C’est le cas par exemple de Dietmar Hopp à Hoffenheim qui l’a fait récemment. Il y a quelques exceptions historiques, à Leverkusen et à Wolfsburg, et un club qui contourne le système, Leipzig. Le 50+1 est une condition sine qua non pour obtenir sa licence afin de jouer dans les deux championnats organisés par la DFL, la Bundesliga et la 2. Bundesliga.

 

ESPAGNE

Clubs à capitaux étrangers majoritaires (en gras)

Liga: Valence, Malaga, Grenade, Espanyol Barcelone, Atletico Madrid

Segunda Division:  Girona, Mallorca, Oviedo, Alcorcon

Segunda Division B: Lorca, FC Jumilla

Si la mondialisation est passée en Espagne, elle a dû contourner quatre clubs en ce qui concerne leur propriété: Le Real Madrid, le FC Barcelone, l’Athletic Bilbao et le Club Athletico Osasuna, tous les quatre détenus par leurs socios.
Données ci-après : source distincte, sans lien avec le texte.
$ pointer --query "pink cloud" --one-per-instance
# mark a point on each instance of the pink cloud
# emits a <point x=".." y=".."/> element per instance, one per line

Historiquement, c’est le Malaga CF le premier club espagnol à être devenu, en juin 2010, propriété étrangère, celle du qatari Abdullah Ben Nasser Al Thani. Une propriété avec des opérations financières internes qui constituent une fable du foot business moderne: en 2015/2016 le club a en effet effectué un prêt à son propriétaire ! Le Real Oviedo, deuxième club à être passé sous pavillon étranger a constitué également un cas épique. Sollicité par ses supporters qui s’étaient mobilisés financièrement, le mexicain Carlos Slim, l’homme le plus riche du monde, a accepté d’investir et de devenir en novembre 2012 propriétaire du club via son conglomérat, le groupe Carso. Ont suivi le mouvement Marbella (Russie) en 2013, Valence (Singapour), Alcorcon (Belgique) en 2014, Girona (France) en 2015 et Mallorca (Etats Unis en 2016). 

f560a

Source: L’Equipe du 30 décembre 2015. Il faut y ajouter Grenade (Liga)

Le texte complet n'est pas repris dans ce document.